If privacy rights weren’t reason enough to curb the NSA’s surveillance program, the economic implications of the program may offer an even more compelling argument. According to the Information Technology and Innovation Foundation (ITIF), a Washington DC-based think tank, the NSA’s programs is hitting the country where it really hurts — its collective pocketbook, by costing U.S. tech companies up to $35 billion in foreign business by 2016. This may be the most persuasive ammunition to date for critics of the NSA’s programs.
According to the report, “The economic impact of U.S. surveillance practices will likely far exceed ITIF’s initial $35 billion estimate. Foreign companies have seized on these controversial policies to convince their customers that keeping data at home is safer than sending it abroad, and foreign governments have pointed to U.S. surveillance as justification for protectionist policies that require data to be kept within their borders.”

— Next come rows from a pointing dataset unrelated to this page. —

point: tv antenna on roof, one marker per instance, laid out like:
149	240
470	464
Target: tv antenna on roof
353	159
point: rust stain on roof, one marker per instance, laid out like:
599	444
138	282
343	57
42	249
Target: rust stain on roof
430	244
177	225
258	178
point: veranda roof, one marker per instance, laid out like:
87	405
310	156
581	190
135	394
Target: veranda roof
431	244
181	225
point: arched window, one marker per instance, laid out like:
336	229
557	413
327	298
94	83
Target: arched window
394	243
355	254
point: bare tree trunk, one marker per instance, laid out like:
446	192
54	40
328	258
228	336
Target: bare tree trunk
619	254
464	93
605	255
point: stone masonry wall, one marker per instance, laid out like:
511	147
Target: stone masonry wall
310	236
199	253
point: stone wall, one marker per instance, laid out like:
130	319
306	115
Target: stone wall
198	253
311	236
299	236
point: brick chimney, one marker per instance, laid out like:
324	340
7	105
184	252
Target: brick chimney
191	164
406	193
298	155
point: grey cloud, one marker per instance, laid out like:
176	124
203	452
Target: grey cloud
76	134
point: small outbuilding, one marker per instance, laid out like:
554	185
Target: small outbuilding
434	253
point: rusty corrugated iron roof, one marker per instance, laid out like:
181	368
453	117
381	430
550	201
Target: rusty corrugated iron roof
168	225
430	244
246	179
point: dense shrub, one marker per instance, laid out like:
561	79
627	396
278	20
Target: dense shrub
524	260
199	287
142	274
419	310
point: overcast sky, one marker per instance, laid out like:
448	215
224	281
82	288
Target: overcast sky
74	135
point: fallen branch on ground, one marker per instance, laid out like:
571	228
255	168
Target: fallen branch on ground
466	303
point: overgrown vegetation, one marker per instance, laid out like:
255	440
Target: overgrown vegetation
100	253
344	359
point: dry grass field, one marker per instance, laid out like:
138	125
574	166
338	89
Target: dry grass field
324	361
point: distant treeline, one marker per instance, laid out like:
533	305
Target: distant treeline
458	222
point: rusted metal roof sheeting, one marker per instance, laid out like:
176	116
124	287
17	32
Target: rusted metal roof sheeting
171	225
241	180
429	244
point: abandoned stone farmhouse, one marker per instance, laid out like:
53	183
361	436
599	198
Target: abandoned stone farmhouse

This is particularly concerning considering the current profitability and success of the American tech industry, with companies like Facebook, Google, and Apple leading the way. Of course, Facebook and Google have come under intense scrutiny of their own when it comes to data protection and privacy rights, but problems at the federal level still outpace those of individual corporations.
ITIF also included a number of recommendations in its report on how to avoid these potentially catastrophic losses for the tech industry, urging the American government to step up transparency when it comes to surveillance, implementing improved information security policies, and strengthening international agreements that seek to protect consumer privacy.
Study authors Daniel Castro and Alan McQuinn warned, “When historians write about this period in US history it could very well be that one of the themes will be how the United States lost its global technology leadership to other nations.” To protect not only American soft power, but our wallets as well, ITIF is urging the NSA to make a change.